Desalination plants are among the most demanding environments for metallic materials. Seawater contains 30,000–40,000 ppm chlorides, is at elevated temperatures in thermal processes, and contacts a wide range of chemical treatment agents. Selecting the wrong stainless steel grade results in catastrophic pitting, crevice corrosion, or stress corrosion cracking within months of commissioning. This guide covers which grades are proven in practice and why.
Why Chloride Resistance Is the Primary Selection Driver
Chloride ions are the primary corrosion risk in desalination plants. They destabilise the passive film on stainless steel surfaces, initiating pitting corrosion — small holes that penetrate deep into the material without spreading visibly across the surface. The Pitting Resistance Equivalent Number (PREN) is the key property:
PREN = %Cr + 3.3 × %Mo + 16 × %N
Grades with higher PREN are more resistant. For continuous seawater service, a PREN above 40 is generally required. For desalinated water (post-treatment, low chloride), PREN above 25 is typically adequate.
Desalination Technologies and Their Material Demands
SWRO (Seawater Reverse Osmosis)
SWRO is the dominant modern desalination technology, used in Saudi Arabia, UAE, Israel, and large-scale projects globally. Key material-intensive components include:
- High-pressure feed pumps and pressure vessels: Exposed to raw seawater at 60–80 bar. Super Duplex 2507 (PREN >40) or Duplex 2205 (PREN ~35) required for pump casings, impellers, and housings.
- Piping (brine and concentrate lines): The RO reject brine is more concentrated than seawater and more aggressive. Super Duplex 2507 or 6Mo alloys (UNS S31254) are standard.

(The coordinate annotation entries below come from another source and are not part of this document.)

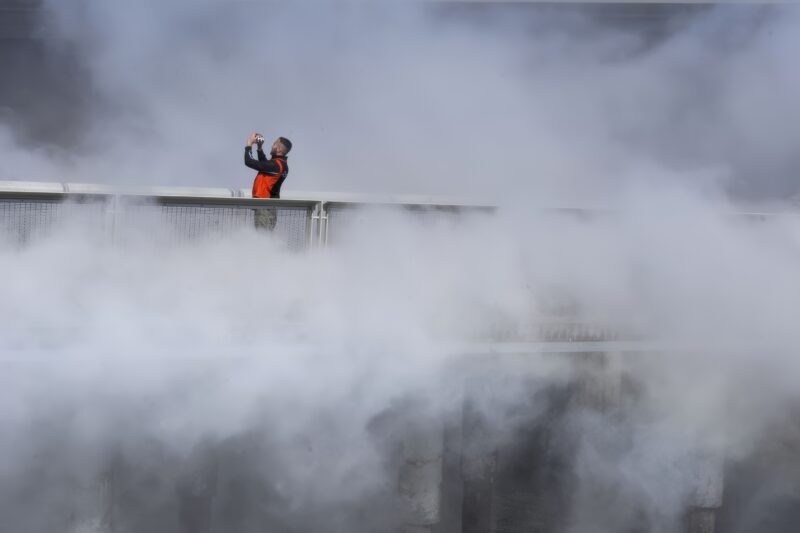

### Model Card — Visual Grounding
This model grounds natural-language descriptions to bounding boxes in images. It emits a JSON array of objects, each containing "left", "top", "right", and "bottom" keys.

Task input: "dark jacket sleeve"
[{"left": 244, "top": 146, "right": 281, "bottom": 175}]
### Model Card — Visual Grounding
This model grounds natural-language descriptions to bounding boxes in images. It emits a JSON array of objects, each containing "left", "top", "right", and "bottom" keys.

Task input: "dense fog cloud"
[{"left": 0, "top": 1, "right": 800, "bottom": 204}]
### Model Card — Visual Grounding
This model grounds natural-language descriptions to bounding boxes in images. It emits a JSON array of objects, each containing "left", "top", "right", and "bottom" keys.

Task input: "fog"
[{"left": 0, "top": 1, "right": 800, "bottom": 533}]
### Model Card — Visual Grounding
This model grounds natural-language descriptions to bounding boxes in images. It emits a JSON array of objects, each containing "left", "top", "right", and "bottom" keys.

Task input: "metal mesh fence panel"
[
  {"left": 0, "top": 197, "right": 310, "bottom": 250},
  {"left": 114, "top": 204, "right": 309, "bottom": 250},
  {"left": 0, "top": 199, "right": 107, "bottom": 244}
]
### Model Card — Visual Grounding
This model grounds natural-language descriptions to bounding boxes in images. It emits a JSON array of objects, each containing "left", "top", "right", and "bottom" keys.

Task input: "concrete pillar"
[
  {"left": 69, "top": 458, "right": 118, "bottom": 533},
  {"left": 399, "top": 420, "right": 444, "bottom": 533},
  {"left": 687, "top": 453, "right": 725, "bottom": 533},
  {"left": 461, "top": 389, "right": 497, "bottom": 533}
]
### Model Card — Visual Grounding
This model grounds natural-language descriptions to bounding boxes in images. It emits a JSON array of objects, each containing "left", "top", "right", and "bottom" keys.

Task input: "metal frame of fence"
[{"left": 0, "top": 181, "right": 495, "bottom": 249}]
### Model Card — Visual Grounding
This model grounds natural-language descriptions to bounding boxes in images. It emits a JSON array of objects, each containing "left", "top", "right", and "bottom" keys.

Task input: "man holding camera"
[{"left": 244, "top": 133, "right": 292, "bottom": 231}]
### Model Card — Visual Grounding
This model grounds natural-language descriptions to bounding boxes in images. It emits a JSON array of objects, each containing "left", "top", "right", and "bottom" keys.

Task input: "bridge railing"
[{"left": 0, "top": 182, "right": 492, "bottom": 250}]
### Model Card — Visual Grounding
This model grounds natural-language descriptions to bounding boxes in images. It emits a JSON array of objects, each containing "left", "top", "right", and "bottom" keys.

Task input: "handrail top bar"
[{"left": 0, "top": 180, "right": 800, "bottom": 213}]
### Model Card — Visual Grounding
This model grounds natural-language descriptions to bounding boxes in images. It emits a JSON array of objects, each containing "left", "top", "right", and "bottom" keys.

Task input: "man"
[{"left": 244, "top": 133, "right": 292, "bottom": 231}]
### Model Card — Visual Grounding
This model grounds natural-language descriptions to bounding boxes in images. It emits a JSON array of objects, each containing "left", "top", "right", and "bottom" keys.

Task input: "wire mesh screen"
[
  {"left": 0, "top": 198, "right": 310, "bottom": 250},
  {"left": 114, "top": 204, "right": 309, "bottom": 250},
  {"left": 0, "top": 199, "right": 107, "bottom": 244}
]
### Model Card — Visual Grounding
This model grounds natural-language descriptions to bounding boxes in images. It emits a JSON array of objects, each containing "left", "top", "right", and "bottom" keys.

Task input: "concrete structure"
[{"left": 6, "top": 183, "right": 800, "bottom": 533}]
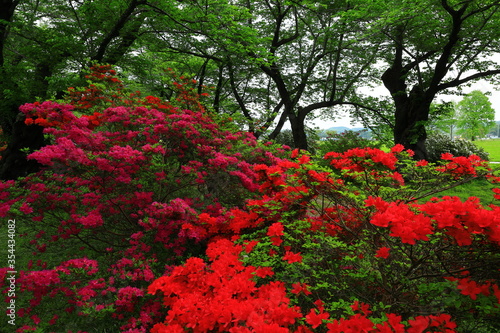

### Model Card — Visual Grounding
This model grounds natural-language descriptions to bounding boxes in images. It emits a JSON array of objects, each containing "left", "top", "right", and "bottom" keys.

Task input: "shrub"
[{"left": 426, "top": 133, "right": 488, "bottom": 163}]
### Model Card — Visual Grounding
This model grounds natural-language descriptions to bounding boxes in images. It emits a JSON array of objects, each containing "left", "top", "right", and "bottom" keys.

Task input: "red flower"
[{"left": 306, "top": 309, "right": 330, "bottom": 328}]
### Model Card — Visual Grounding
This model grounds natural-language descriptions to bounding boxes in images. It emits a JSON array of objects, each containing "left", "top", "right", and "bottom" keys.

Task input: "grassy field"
[{"left": 474, "top": 139, "right": 500, "bottom": 162}]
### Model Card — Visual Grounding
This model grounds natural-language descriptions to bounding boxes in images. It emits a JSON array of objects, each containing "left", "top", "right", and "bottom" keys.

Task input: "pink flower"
[{"left": 375, "top": 246, "right": 390, "bottom": 259}]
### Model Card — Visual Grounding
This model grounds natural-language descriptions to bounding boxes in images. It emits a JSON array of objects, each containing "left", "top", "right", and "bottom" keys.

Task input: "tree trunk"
[
  {"left": 394, "top": 86, "right": 432, "bottom": 160},
  {"left": 0, "top": 113, "right": 45, "bottom": 180}
]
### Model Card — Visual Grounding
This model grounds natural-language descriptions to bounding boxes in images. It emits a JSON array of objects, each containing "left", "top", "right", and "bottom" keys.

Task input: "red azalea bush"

- Permeate piping: After membranes, the permeate is low-chloride and low-TDS. Duplex 2205 or standard 316L is often acceptable for these lines.
- Pre-treatment filters and strainers: Duplex 2205 for bodies in direct seawater contact.
MED (Multi-Effect Distillation)
MED plants heat seawater through a series of effects at progressively lower pressures. Materials face high-temperature brine at 65–70°C in the first effect, with heavy scaling and corrosion potential. Key grades used:
- Evaporator tubes: Austenitic 316L acceptable in some effects; higher-alloy grades or titanium tubes for the most aggressive stages
- Flash chambers and heat exchanger plates: Duplex 2205 widely used
- Brine headers: Super Duplex 2507 or titanium Gr.2 for seawater at elevated temperature
MSF (Multi-Stage Flash)
MSF is the traditional thermal desalination technology still prevalent in the Gulf region (Saudi Arabia, UAE, Kuwait, Qatar). Operating at higher temperatures (90–110°C in the brine heater) than MED, MSF imposes severe material demands. Typical materials include:
- Heat exchangers and heat rejection sections: Duplex 2205 or Incoloy 825
- Brine heaters: Titanium or high-alloy austenitic steel
- Pumps, valves and piping: Super Duplex 2507 in seawater stages; 316L or duplex 2205 in post-treatment sections
Grade Selection Summary by Application
| Application / Location | Recommended Grade | PREN |
|---|---|---|
| Raw seawater intake piping | Super Duplex 2507 or 6Mo (S31254) | >40 |
| SWRO high-pressure pumps (seawater side) | Super Duplex 2507 | >40 |
| SWRO brine/concentrate piping | Super Duplex 2507 or 6Mo | >40 |
| SWRO permeate piping | SS 316L or Duplex 2205 | 24–35 |
| MED evaporators (first 2 effects) | Duplex 2205 or Titanium Gr.2 | >35 |
| MSF flash chambers | Duplex 2205 | ~35 |
| Chlorinated seawater (cooling towers, fire systems) | Super Duplex 2507 or 6Mo | >40 |
| Post-treatment product water distribution | SS 304L or 316L | 18–24 |
| Chemical dosing systems (scale inhibitor, chlorine) | Hastelloy C276 or 316L depending on chemical | varies |
The Chlorination Effect
Desalination intake seawater is frequently shock-chlorinated (typically 1–2 ppm Cl₂) to control biofouling. Even at low concentrations, active chlorine significantly increases the corrosivity of seawater toward stainless steel, particularly for grades with PREN below 40. Whenever active chlorine is present in seawater, use super duplex or higher-alloy grades — not Duplex 2205 alone.
Monel 400 in Desalination
Monel 400 (Ni-Cu alloy) has historically been used in flash evaporator tubes and brine heater tubes in MSF plants because of its excellent resistance to seawater and high-temperature brine. While its use has declined with the wider adoption of titanium and duplex, Monel 400 remains specified in retrofit and maintenance projects for existing MSF plants in Saudi Arabia and Kuwait.